First, it is Prince Alexander Nevsky (1220-1263) who was born in Pereslavl-Zalessky A big hero here although his role was to reject help from the Catholic Europe and opt for the union with Mongols. See more respectable sources that my old humble opinionated me but my impression is that he was the jerk behind the fatal choice of Asia over Europe that make Russia what it is. For this historic-scale atrocity that is here viewed as an act of religious devotion he even was canonized a couple of centuries later, under Ivan the Terrible, who too is a sainthood candidate these days. I know, that does not sound credible but let me see if anything leaked out.. Here is an article by Susan B. Glassner, Editor in Chief of the Foreign Policy magazine.
Second, it is one of very few pre-mongol churches still left is in Pereslavl-Zalessky. An architectural artifact from before things went ugly.

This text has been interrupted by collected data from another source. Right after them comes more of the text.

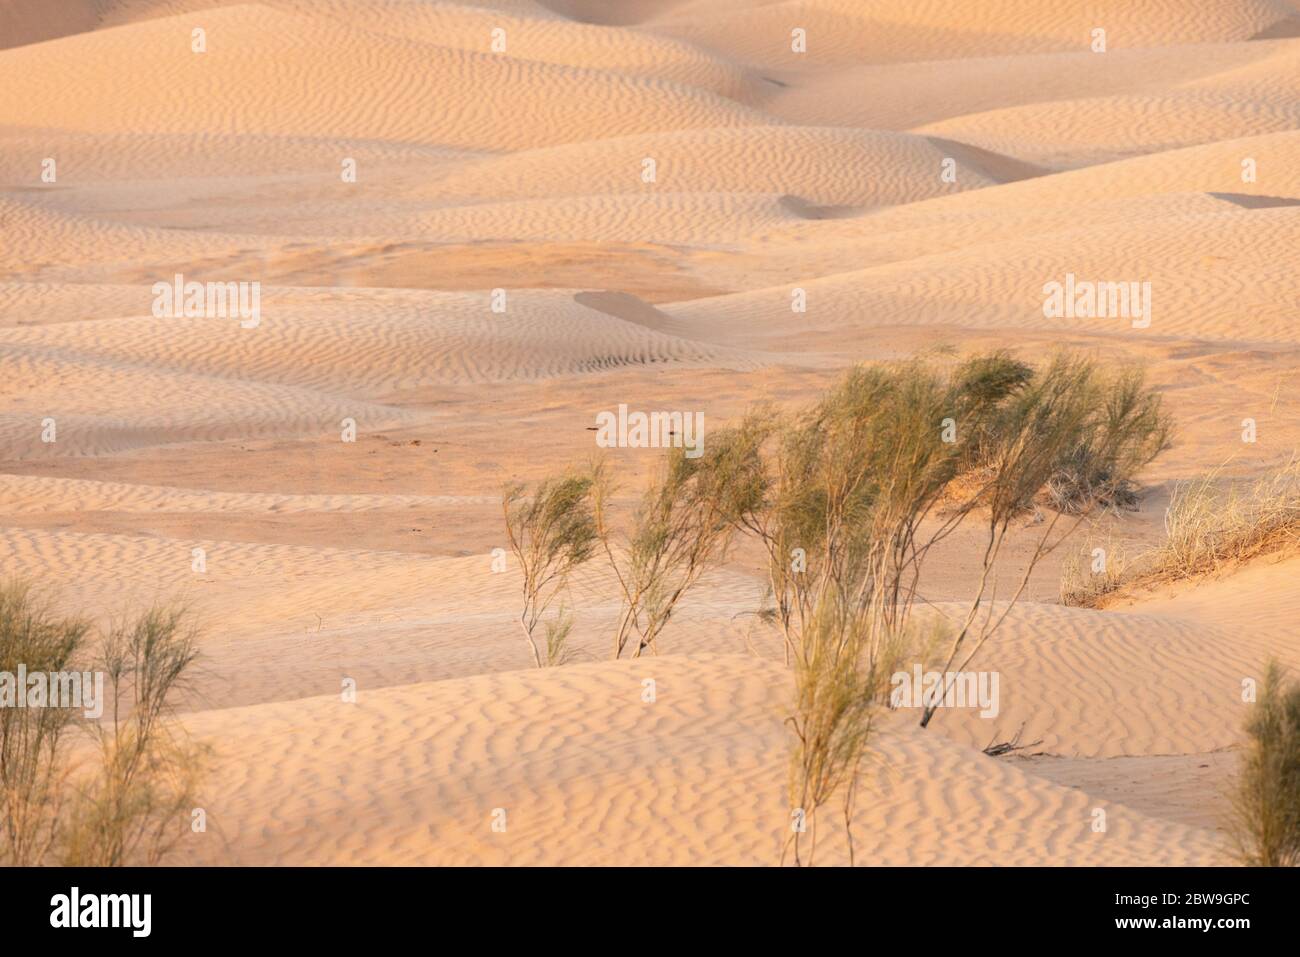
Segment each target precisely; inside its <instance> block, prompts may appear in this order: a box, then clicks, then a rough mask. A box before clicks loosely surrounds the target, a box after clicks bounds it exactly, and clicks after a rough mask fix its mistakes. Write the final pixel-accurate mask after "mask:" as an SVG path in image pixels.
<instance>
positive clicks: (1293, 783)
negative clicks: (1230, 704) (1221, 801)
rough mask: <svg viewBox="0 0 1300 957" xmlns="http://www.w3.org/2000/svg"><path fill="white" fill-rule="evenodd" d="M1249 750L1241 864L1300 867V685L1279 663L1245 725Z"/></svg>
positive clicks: (1246, 771)
mask: <svg viewBox="0 0 1300 957" xmlns="http://www.w3.org/2000/svg"><path fill="white" fill-rule="evenodd" d="M1245 733H1247V737H1248V742H1247V749H1245V753H1244V755H1243V758H1242V772H1240V776H1239V779H1238V788H1236V794H1235V800H1234V809H1235V819H1234V828H1232V832H1234V836H1235V839H1236V844H1238V852H1239V856H1240V858H1242V861H1243V862H1244V863H1247V865H1251V866H1256V867H1294V866H1295V865H1297V863H1300V684H1296V683H1291V681H1288V680H1287V677H1286V674H1284V672H1283V670H1282V668H1281V666H1279V664H1278V663H1277V662H1270V663H1269V666H1268V668H1266V670H1265V676H1264V681H1262V684H1261V685H1260V693H1258V698H1257V701H1256V703H1255V705H1253V707H1252V709H1251V716H1249V718H1248V720H1247V724H1245Z"/></svg>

Oh, the city was founded at the same time and by the same character as Moscow. Prince Yuri the Long Armed, called so because of his liking for grabbing what didn’t belong to him even by standards of the age when property laws meant little compared to brute force. My understanding is that by disregarding the customary system of inheriting thrones and starting wars against his relatives he precipitated a series of events that make the state fall apart and become an easy victim for Mongols. Not sure if he is on the official list of city attractions.
Then there is that Plesheyevo Lake where Peter the First constructed his first trial fleet of 100 ships on returning from the Netherlands. Two of these are still around, one in Pereslavl-Zalessky, and another one in St. Petersburg.